Закрываем глаза, и нет вечерней теплыни. Солнечный венец над головой, а впереди невозможно яркая полоска озими. И на склоне увала — светлый березовый девишник… Оттуда взмывает в небо сизый голубь и гордо планирует к земле. А нам видится не токующий вяхирь, а синяя птица невозвратимого детства.

Кто-то зажал в ладошке серебряные монетки, встряхивает их, и они чисто звенят над нами. Кто же? Белая трясогузка выпорхнула и плавно раскачивается на воздушных волнах. Она опустилась к зеркалу лывинки, деликатно откланялась и засеменила к ручью. Там возле своей самой красивой пигалицы закувыркался ушастый кулик-чибис и журавль курлыкнул одобрительно: «Кувырк!» Ему бы тоже хотелось побродить здесь на своих ходулях, может, даже потанцевать, да нужно вести подругу к избранному болоту.

На угреве течет из березы в бидончик прохладный сладкий сок. Сюда прилетела отведать его и рыжая крапивница, и синичка присела на сучок и тонко выпрашивает у нас: «Па-па, дай, па-па, дай!» Умолкнет она, и тогда донесется с дальней осины ласковая песенка златоголосой овсянки: «Жи-ви-и!.. Жи-ви-и!» Услышатся из леса напевы таинственных дудочек: «Пи-пи-пью, пи-пи-пью». Пойдем на них — и увидим стайку белесых гаичек.

Высоко на березе свила себе гнездо серая ворона. Снесла голубоватое, в веснушках яичко, и всех оповещает томно-протяжным карканьем. А ей и, право, хорошо! Внизу высвистывает скворец, солнечно распевают зяблики и пробуют свои голоса дрозды-дерябы. И видит ворона вдали на жнивье, как вышли кормиться зайчишки, как задумался о чем-то сине-черный косач на прозрачной березе, как зевает-дремлет у норы знакомая лисица…

Все тише и тише мурлыкает баюн-ручей, как бы засыпает до новой утренней зорьки. А когда вспыхнут снежинками сережки на ивняке, очнется он и побежит ложком, понесет к речному разливу бульканье тетеревов, разудалую песнь дятлов и поведает чуткой душе о сказочной жар-птице.

СОЛНЫШКИ

Ближе к третьим петухам разбудил меня странный шум. Вроде бы кто-то отсевал на решете зерно и нечаянно рассыпал его на землю. А на самом деле разошелся крупный майский дождь. И когда и куда он отдалился — я не заметил. Выбрался из балагана — все синело и сверкало.

Оглянулся — над березами поднимались зеленые выдохи, а по бугоркам горели охапки горицвета, луговины раззолотили купавки, и одуванчики сплошным звездопадом осыпали умытую землю.

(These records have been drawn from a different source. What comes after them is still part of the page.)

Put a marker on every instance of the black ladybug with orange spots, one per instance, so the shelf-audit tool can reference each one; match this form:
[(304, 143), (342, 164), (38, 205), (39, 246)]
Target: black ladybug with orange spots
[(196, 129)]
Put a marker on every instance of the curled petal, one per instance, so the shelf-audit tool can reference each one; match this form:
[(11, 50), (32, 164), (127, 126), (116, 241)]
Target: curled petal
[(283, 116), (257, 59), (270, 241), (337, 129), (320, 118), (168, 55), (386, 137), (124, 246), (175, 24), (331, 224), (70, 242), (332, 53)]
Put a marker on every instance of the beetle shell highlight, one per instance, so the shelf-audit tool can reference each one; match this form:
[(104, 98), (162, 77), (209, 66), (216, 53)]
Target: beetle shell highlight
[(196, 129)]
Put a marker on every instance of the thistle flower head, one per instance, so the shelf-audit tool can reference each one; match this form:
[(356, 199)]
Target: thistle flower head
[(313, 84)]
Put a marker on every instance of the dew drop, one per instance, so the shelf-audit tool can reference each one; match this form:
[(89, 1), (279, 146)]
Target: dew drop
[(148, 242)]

Упал я в траву, и ничего мне больше не желалось. Лежал, дышал цветами и видел, как из трав встают и раскрываются купавы, шевелятся головки горицвета и моргают глазенками одуванчики. А лывины и болотинки затопляет волной желтизна калужниц.

Подлетела на талинку чечевица и аленьким цветочком распелась-заспрашивала:

— Чиво, красиво? Чиво, красиво?

И к чему тут мои слова — нужны ли они?!

Думалось мне легко и приятно наедине с цветами. И впервые они не казались золотыми. Тяжелое и холодное золото — ему не нужно солнечного тепла. А цветы начинали сиять, когда солнце — душа нараспашку — лучисто обнимало землю. И она светилась бессчетными крохотными солнышками.

*

ЯЩЕРЕНОК

По влажной черной пахоте карабкался крохотный ящеренок. Глинисто-водянистый, с маковинками глаз. Мы осторожно усадили его в пустой спичечный коробок, и он совершил с нами самое, наверное, большое в своей жизни путешествие.

В селе мы открыли коробок. Ящеренок привстал и посмотрел на нас косо расставленными глазенками. В них было столько невыразимой тоски по сырым луговинам, по запахам лесным и всяким букашкам, что мне стало не по себе. Я закрыл коробок и повернул в поле.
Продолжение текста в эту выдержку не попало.